« Grâce et dénuement », Alice Ferney, Actes Sud, 1997


Un ravissement!

ferney

Je me suis enfin plongée dans l’univers romanesque d’Alice Ferney avec ce récit consacré au monde des gitans, dont on parle tant sans toujours le connaître.
Le roman s’ouvre sur un incipit flamboyant: « Rares sont les Gitans qui acceptent d’être tenus pour pauvres, et nombreux pourtant ceux qui le sont. Ainsi en allait-il des fils de la vieille Angéline. Ils ne possédaient que leur caravane et leur sang. Mais c’était un sang jeune qui flambait sous la peau, un flux pourpre de vitalité qui avait séduit les femmes et engendré sans compter. »
Alice Ferney évoque d’abord les camps en général et la difficulté pour ces familles de trouver un endroit où se poser.
« Les décharges et les terrains vagues perçaient un paysage de pavillons et de logements sociaux. »
Délogés par la police d’un campement à l’est de la ville, Angéline et les siens trouvent refuge un peu plus loin dans le curieux potager qu’une institutrice à la retraite refuse de vendre à la mairie. « Ils avaient l’habitude de stationner là où on l’interdit. »
Entourée de ses cinq fils, de quatre brus et de petits enfants, Angéline fait face au dénuement et aux épreuves tut en sachant profiter des petits bonheurs si simples qu’on pourrait ne plus les considérer.
« C’était une tribu: personne n’était jamais seul et chacun se mêlait des autres. »
Le personnage de cette matrone, » louve protectrice et nourricière », est l’occasion d’un beau portrait de femme.
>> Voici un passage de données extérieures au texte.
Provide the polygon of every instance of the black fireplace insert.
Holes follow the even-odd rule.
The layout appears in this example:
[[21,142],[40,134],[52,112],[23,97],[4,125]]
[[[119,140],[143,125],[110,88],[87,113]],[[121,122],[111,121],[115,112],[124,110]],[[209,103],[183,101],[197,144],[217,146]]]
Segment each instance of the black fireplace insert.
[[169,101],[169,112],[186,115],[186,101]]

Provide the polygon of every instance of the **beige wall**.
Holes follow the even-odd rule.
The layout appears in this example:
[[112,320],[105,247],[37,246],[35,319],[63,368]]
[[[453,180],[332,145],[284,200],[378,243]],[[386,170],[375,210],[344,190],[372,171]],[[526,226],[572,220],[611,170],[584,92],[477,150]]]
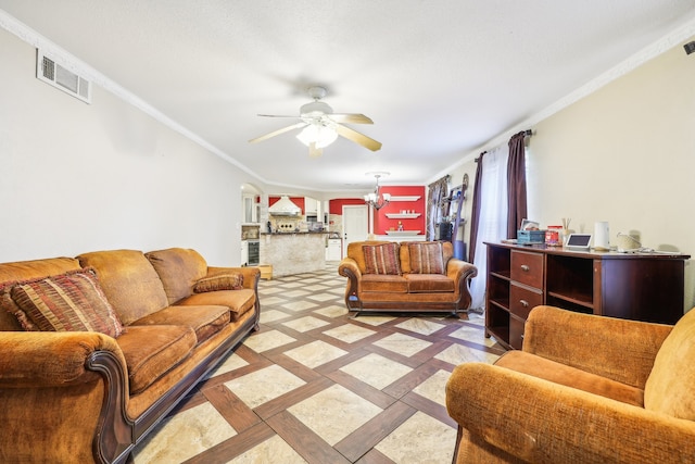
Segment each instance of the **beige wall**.
[[[585,233],[608,221],[611,239],[639,233],[645,247],[695,255],[694,83],[695,55],[679,45],[531,127],[529,217],[544,226],[571,217]],[[475,170],[459,166],[454,185],[468,172],[472,190]],[[691,262],[685,276],[690,309]]]
[[85,104],[38,80],[2,29],[0,63],[0,262],[187,247],[239,263],[248,176],[98,86]]

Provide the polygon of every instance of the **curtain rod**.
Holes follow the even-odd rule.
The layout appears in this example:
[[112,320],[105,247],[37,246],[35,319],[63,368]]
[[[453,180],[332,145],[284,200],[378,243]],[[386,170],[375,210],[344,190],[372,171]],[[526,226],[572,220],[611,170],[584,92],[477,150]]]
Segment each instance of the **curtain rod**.
[[[521,134],[521,133],[519,133],[519,134]],[[525,136],[525,137],[531,137],[531,136],[533,135],[533,130],[531,130],[531,129],[526,129],[526,130],[523,130],[523,131],[522,131],[522,134],[523,134],[523,136]],[[482,156],[482,155],[483,155],[483,154],[485,154],[486,152],[488,152],[488,151],[483,151],[482,153],[480,153],[480,156]],[[473,161],[477,163],[477,162],[478,162],[478,160],[480,160],[480,156],[476,158]]]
Au-delà, l’auteure évoque le problème de la sédentarisation progressive, de l’évolution économique, de la perte de la vannerie par exemple, autant de facteurs qui mettent leur subsistance en péril.
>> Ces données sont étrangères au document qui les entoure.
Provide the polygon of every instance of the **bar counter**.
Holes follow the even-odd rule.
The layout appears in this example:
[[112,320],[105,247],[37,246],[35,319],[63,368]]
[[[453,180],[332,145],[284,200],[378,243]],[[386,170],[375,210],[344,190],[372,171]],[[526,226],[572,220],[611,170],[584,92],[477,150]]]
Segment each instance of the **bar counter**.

Leur petite vie s’organise tant bien que mal sur ce nouveau bout de terre. Certains naissent, d’autres meurent, l’un flirte avec la folie, l’autre avec le découragement. Les enfants, abandonnés à la liberté, goûtent autant qu’il est possible les joies d’une enfance qui n’a rien d’insouciante. Ici ou ailleurs rien n’est voué au changement sauf lorsqu’Esther Duvaux, poussée par un élan généreux, se propose de leur faire la lecture. Cette relation inattendue, brillamment narré par Alice Ferney, n’est pas sans rappeler un certain renard cher au Petit Prince. Il est lent le temps de l’apprivoisement, mais Esther devient la Gadjé et partage chaque fois un peu plus leur univers. Elle noue une relation particulière avec les enfants, mais avec les femmes aussi dans ce milieu où les sentiments s’expriment à l’état brut.
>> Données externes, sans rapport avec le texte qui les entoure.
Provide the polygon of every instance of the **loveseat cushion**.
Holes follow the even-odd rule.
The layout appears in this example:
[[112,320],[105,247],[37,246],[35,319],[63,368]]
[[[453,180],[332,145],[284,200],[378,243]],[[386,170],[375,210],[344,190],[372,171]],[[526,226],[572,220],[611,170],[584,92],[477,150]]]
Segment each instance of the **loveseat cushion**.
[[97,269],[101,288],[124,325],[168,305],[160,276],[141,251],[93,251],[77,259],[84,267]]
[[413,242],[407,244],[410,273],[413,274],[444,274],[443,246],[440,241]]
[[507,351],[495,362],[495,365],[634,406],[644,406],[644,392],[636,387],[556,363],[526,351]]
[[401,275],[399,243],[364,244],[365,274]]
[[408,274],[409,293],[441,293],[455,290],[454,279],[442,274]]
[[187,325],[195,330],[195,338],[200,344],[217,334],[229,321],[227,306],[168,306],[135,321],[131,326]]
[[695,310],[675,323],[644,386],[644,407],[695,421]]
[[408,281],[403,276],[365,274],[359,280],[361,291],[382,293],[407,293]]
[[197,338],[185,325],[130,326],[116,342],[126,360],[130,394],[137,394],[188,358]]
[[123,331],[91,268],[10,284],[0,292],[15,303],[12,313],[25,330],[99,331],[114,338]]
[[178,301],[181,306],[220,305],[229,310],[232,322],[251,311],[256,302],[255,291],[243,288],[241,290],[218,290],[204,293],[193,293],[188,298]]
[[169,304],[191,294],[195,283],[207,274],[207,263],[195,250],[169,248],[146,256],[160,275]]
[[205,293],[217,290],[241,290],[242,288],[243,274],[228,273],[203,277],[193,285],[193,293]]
Plusieurs fil se croisent dans ce roman sans concession: le lien qui se crée par le biais de la lecture, la relation respectueuse qu’entretient Esther avec ces êtres qu’elle évite de juger, le cordon qui relie encore Angéline à ses fils, l’amour et la famille aussi. On sa passionne pour les personnages tandis que la langue d’Alice Ferney, poétique et puissante, nous enchante.